Generous unemployment benefits during the pandemic had little effect on job acceptance rates
The extra $600 a week in unemployment benefits from the CARES Act had very little impact on job finding rates for the majority of workers and only moderately reduced their incentives to search for jobs, find Nicolas Petrosky-Nadeau and Robert Valletta at the San Francisco Fed. Using a model of job acceptance and data from the Current Population Survey, the authors estimate that most unemployed workers would accept a job offer at their previous wage, even if they earned more in unemployment benefits. Specifically, weekly benefits would have had to increase by at least $250 over and above the additional $600 to deter the average worker from returning to work last spring. Only workers in the lowest paid occupations (like food services) would have considered keeping their extra $600/week in unemployment benefits over accepting a job. The authors find similarly modest effects of unemployment benefits on job acceptance using a direct empirical test that relies on differences in replacement rates across workers. “The value of a sustained job, especially in a depressed labor market, significantly outweighs the value of the temporary additional [unemployment benefit] income,” they conclude.
Parents of young children account for a negligible share of the aggregate employment deficit following the pandemic
Using data from the Current Population Survey, Jason Furman and Wilson Powell from Harvard and Melissa Schettini Kearney from the University of Maryland find that excess job loss of mothers of young children can account for just 1% of the decline in employment and 3% of the decline in labor force participation from January/February 2020 to January/February 2021. Despite school closures and persistent childcare challenges, mothers of young children did not leave the workforce at substantially higher rates than other women of the same age and education level, they find. Furthermore, mothers of young children account for only 12% of the overall workforce, limiting the potential for any excess job losses to have a large aggregate effect. Fathers of young children experienced smaller job losses relative to other comparable workers, reinforcing the conclusion that the ongoing aggregate employment deficit is not explained by challenges particular to parents of young children.
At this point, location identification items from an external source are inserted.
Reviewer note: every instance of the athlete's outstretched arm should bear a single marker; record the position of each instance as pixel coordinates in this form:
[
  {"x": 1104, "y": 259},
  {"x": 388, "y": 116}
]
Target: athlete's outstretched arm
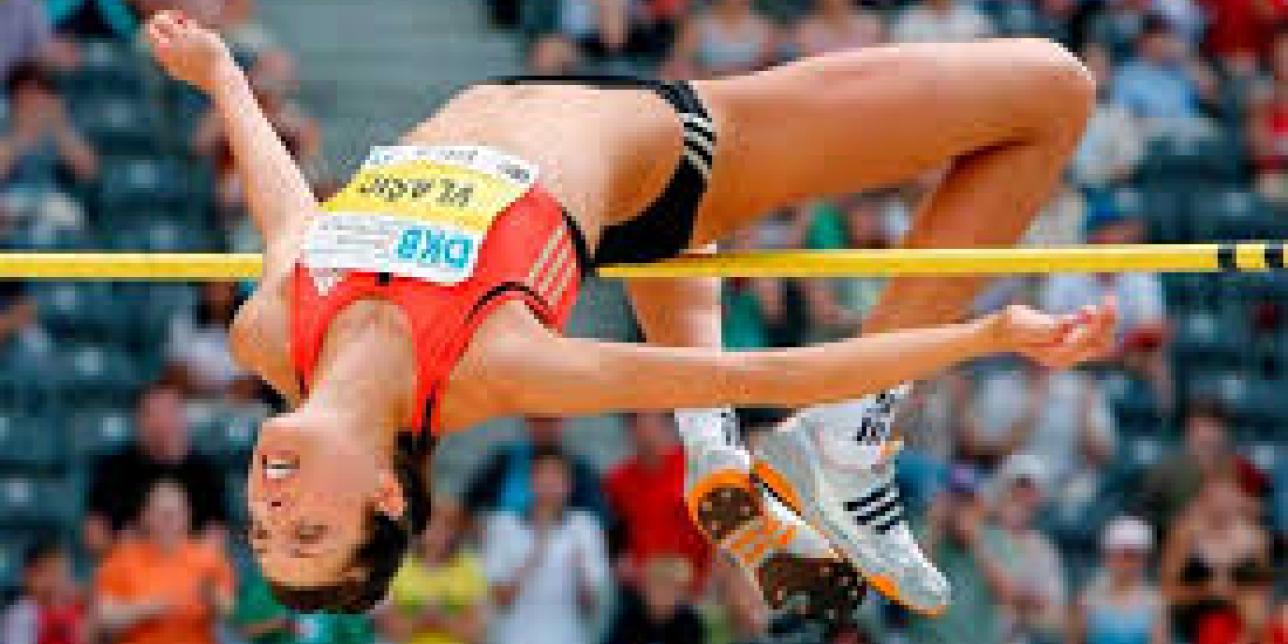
[
  {"x": 584, "y": 376},
  {"x": 278, "y": 195}
]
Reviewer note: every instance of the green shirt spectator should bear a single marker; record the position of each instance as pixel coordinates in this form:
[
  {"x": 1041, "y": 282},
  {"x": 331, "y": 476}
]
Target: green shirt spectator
[{"x": 260, "y": 620}]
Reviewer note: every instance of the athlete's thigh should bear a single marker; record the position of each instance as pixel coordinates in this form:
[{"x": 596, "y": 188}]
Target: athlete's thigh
[{"x": 859, "y": 119}]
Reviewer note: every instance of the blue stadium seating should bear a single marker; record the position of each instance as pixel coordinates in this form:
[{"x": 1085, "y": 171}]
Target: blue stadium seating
[{"x": 28, "y": 443}]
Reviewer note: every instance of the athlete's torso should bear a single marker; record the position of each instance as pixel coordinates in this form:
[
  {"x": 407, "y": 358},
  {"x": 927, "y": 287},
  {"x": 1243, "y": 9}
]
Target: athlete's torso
[{"x": 602, "y": 166}]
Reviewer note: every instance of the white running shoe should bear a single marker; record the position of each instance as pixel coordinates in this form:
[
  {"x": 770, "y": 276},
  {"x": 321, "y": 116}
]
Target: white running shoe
[
  {"x": 857, "y": 508},
  {"x": 792, "y": 563}
]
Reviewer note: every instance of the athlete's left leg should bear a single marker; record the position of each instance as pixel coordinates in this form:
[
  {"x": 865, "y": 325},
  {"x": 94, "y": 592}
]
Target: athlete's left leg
[{"x": 788, "y": 559}]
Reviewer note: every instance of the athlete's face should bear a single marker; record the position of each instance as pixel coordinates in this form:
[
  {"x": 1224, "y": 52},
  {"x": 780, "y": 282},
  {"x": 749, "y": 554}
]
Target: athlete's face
[{"x": 311, "y": 488}]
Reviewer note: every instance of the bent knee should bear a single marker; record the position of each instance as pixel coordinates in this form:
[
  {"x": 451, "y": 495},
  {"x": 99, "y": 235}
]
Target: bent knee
[{"x": 1055, "y": 83}]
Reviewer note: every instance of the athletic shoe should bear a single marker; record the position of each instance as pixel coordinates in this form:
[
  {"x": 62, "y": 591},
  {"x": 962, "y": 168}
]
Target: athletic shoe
[
  {"x": 857, "y": 508},
  {"x": 792, "y": 563}
]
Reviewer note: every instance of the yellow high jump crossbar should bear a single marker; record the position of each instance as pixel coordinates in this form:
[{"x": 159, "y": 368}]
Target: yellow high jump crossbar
[{"x": 1177, "y": 258}]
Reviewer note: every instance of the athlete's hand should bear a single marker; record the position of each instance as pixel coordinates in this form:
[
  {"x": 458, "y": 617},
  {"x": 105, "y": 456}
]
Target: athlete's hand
[
  {"x": 187, "y": 50},
  {"x": 1058, "y": 341}
]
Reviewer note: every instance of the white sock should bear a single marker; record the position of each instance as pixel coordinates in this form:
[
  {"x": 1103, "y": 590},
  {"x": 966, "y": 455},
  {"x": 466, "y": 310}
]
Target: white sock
[
  {"x": 707, "y": 428},
  {"x": 855, "y": 432}
]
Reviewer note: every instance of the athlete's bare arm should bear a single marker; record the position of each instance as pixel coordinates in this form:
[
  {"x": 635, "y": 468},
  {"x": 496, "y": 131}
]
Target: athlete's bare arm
[{"x": 572, "y": 376}]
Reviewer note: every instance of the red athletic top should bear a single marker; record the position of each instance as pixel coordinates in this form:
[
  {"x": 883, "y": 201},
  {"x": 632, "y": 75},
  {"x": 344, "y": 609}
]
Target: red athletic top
[{"x": 531, "y": 253}]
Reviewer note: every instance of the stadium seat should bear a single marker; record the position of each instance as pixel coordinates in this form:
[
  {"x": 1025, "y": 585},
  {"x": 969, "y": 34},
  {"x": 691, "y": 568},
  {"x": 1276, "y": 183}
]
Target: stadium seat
[
  {"x": 123, "y": 125},
  {"x": 1163, "y": 209},
  {"x": 13, "y": 548},
  {"x": 1229, "y": 215},
  {"x": 1208, "y": 341},
  {"x": 1190, "y": 291},
  {"x": 106, "y": 70},
  {"x": 27, "y": 443},
  {"x": 95, "y": 432},
  {"x": 32, "y": 501},
  {"x": 1188, "y": 160},
  {"x": 143, "y": 183},
  {"x": 227, "y": 435},
  {"x": 95, "y": 374},
  {"x": 83, "y": 311}
]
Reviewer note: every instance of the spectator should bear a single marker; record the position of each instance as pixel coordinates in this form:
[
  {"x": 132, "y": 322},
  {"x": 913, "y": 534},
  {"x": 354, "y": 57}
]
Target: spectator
[
  {"x": 940, "y": 21},
  {"x": 40, "y": 142},
  {"x": 439, "y": 594},
  {"x": 969, "y": 550},
  {"x": 1063, "y": 417},
  {"x": 504, "y": 482},
  {"x": 836, "y": 25},
  {"x": 1239, "y": 31},
  {"x": 50, "y": 609},
  {"x": 553, "y": 56},
  {"x": 729, "y": 37},
  {"x": 1113, "y": 143},
  {"x": 1216, "y": 567},
  {"x": 767, "y": 312},
  {"x": 1034, "y": 606},
  {"x": 1206, "y": 454},
  {"x": 1268, "y": 125},
  {"x": 1143, "y": 326},
  {"x": 548, "y": 567},
  {"x": 162, "y": 586},
  {"x": 645, "y": 495},
  {"x": 197, "y": 345},
  {"x": 21, "y": 336},
  {"x": 660, "y": 609},
  {"x": 236, "y": 21},
  {"x": 1121, "y": 606},
  {"x": 119, "y": 483},
  {"x": 259, "y": 618},
  {"x": 1161, "y": 84},
  {"x": 836, "y": 307}
]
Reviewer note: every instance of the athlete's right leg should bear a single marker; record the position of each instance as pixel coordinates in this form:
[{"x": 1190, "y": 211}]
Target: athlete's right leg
[{"x": 1003, "y": 116}]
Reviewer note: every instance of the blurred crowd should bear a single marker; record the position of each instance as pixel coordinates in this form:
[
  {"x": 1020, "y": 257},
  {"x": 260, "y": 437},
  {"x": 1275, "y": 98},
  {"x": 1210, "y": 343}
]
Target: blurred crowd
[{"x": 1141, "y": 500}]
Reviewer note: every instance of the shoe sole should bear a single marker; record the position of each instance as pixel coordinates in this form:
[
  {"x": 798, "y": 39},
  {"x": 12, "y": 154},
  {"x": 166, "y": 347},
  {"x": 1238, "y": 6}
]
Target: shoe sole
[
  {"x": 781, "y": 483},
  {"x": 727, "y": 508}
]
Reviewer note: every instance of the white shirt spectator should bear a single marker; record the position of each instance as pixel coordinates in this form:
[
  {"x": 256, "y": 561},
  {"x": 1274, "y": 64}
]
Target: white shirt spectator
[
  {"x": 1070, "y": 410},
  {"x": 1112, "y": 147},
  {"x": 545, "y": 609},
  {"x": 949, "y": 22},
  {"x": 1140, "y": 296},
  {"x": 202, "y": 350}
]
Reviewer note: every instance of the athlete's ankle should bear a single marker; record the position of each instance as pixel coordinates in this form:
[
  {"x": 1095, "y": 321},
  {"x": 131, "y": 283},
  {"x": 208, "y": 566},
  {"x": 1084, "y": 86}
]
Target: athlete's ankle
[{"x": 858, "y": 432}]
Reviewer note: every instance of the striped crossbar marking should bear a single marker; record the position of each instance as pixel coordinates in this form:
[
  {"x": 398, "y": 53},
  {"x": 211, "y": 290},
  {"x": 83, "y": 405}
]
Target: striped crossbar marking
[{"x": 1177, "y": 258}]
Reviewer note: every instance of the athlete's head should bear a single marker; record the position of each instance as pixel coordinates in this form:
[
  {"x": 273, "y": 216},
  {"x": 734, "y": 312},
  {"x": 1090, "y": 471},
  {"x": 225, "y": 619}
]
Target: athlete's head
[{"x": 331, "y": 514}]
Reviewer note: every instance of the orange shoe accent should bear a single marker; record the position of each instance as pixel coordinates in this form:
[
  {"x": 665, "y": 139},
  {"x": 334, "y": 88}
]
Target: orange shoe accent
[
  {"x": 779, "y": 484},
  {"x": 710, "y": 483}
]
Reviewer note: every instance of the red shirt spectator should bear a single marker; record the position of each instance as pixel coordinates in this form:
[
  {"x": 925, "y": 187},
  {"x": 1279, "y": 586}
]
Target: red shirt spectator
[{"x": 647, "y": 495}]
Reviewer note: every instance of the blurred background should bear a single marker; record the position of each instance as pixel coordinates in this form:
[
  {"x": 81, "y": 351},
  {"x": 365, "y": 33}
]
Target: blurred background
[{"x": 1143, "y": 500}]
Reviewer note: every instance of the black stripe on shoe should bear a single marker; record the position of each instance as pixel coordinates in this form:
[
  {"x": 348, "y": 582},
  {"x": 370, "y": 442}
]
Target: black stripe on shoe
[{"x": 858, "y": 504}]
Chart of the week: Retail inventories struggle to keep up with consumer demand
Source: The Wall Street Journal
Quote of the week:
“You love to have an economy growing as fast as this one. You love to have a labor market improving the way this one has improved — unemployment way down from the 14.7% peak last spring. And I think we’ll continue to see lots of improvement in the labor market. The inflationary impulse, I think, is more intense than we were expecting. 3% core PCE inflation, how long has it been since we’ve seen that? So, I think there is some upside risk to that,” says James Bullard, President of the St. Louis Fed.
“You’ve got more reopening to occur in the second half of the year here. Some states and cities just opening up now. So, I think you could see even some upside risks to the inflation forecast. But that’s okay. We’re targeting to get inflation up above target. I think we’re going to achieve that in 2021 and 2022 and that we’re going to approach 2% inflation from the high side. I think that’ll be a good path for the U.S. economy that will help cement longer-run inflation expectations at 2%. So far so good, but we do have to be nimble here. These are big numbers.”